Is this so different from selling someone a car, a cell phone, a video game
console, etc.?

 _What if I beat my wife nightly and she takes off one day into hiding, taking
our Kindle with her? Am I legally allowed to recover any location or usage
information (assuming it contains that, like a Fire) to teach her a lesson
that leaving me is a bad choice?_

You are attempting to confuse a pretty simple issue of property rights by
throwing some over-the-top moral issues and potentially bad outcomes into the
mix, as if either the morals or the outcomes have a bearing on the property
rights situation or the law. You might as well say "What if I steal a Kindle
from Adolf Hitler? Should he be allowed to track me down?" The way things
"should" be doesn't have a lot to do with this.
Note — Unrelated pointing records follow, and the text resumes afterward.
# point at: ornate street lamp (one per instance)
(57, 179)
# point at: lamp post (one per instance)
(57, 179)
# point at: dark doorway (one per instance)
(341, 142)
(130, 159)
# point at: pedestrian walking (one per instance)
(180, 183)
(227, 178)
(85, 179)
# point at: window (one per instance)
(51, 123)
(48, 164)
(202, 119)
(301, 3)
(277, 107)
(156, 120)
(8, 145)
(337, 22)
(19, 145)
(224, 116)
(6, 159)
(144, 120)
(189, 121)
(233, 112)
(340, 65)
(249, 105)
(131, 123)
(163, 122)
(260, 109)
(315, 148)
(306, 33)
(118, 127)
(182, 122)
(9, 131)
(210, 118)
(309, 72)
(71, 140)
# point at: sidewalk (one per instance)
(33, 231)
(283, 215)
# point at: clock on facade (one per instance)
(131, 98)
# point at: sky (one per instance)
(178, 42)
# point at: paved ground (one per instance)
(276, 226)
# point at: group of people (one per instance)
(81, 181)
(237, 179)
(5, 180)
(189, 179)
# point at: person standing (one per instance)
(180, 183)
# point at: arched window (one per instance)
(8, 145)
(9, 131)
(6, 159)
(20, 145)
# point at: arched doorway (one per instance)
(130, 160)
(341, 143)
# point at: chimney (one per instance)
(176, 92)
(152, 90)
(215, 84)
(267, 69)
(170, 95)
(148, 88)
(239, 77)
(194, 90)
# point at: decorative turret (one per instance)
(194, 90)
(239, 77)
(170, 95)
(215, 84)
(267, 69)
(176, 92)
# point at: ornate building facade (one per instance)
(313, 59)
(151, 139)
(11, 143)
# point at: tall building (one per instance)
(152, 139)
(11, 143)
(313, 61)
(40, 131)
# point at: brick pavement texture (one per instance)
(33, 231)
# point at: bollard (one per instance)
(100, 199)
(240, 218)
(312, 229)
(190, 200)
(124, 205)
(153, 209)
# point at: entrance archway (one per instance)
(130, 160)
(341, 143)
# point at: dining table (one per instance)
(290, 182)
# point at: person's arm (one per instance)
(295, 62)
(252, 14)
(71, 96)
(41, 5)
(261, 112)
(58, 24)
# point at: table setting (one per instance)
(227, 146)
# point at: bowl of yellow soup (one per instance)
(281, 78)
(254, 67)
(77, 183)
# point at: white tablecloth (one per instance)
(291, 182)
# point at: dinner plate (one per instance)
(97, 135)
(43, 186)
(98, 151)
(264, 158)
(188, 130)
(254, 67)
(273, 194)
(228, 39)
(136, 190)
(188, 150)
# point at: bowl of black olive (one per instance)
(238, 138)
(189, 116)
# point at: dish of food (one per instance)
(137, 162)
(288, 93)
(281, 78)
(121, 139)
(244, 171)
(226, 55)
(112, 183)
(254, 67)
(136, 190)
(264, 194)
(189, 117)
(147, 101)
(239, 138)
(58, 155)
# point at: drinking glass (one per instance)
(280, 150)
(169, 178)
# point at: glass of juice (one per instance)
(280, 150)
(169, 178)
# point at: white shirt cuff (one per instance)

In any case, if your abused wife took off with your LoJack or OnStar equipped
car, I would expect the theft recovery people would, you know, recover the
theft. They wouldn't ask you if you had stopped beating your wife first. They
wouldn't first tell you to get the cops involved, then tell you they actually
required a court order, then tell you that all data related to your car had
been lost.

For a relatively low-value item like a Kindle, perhaps it would have been a
fair compromise to tell the owner "Sorry, all we can do is ban the unit from
the Amazon network." But that's not what happened in this story.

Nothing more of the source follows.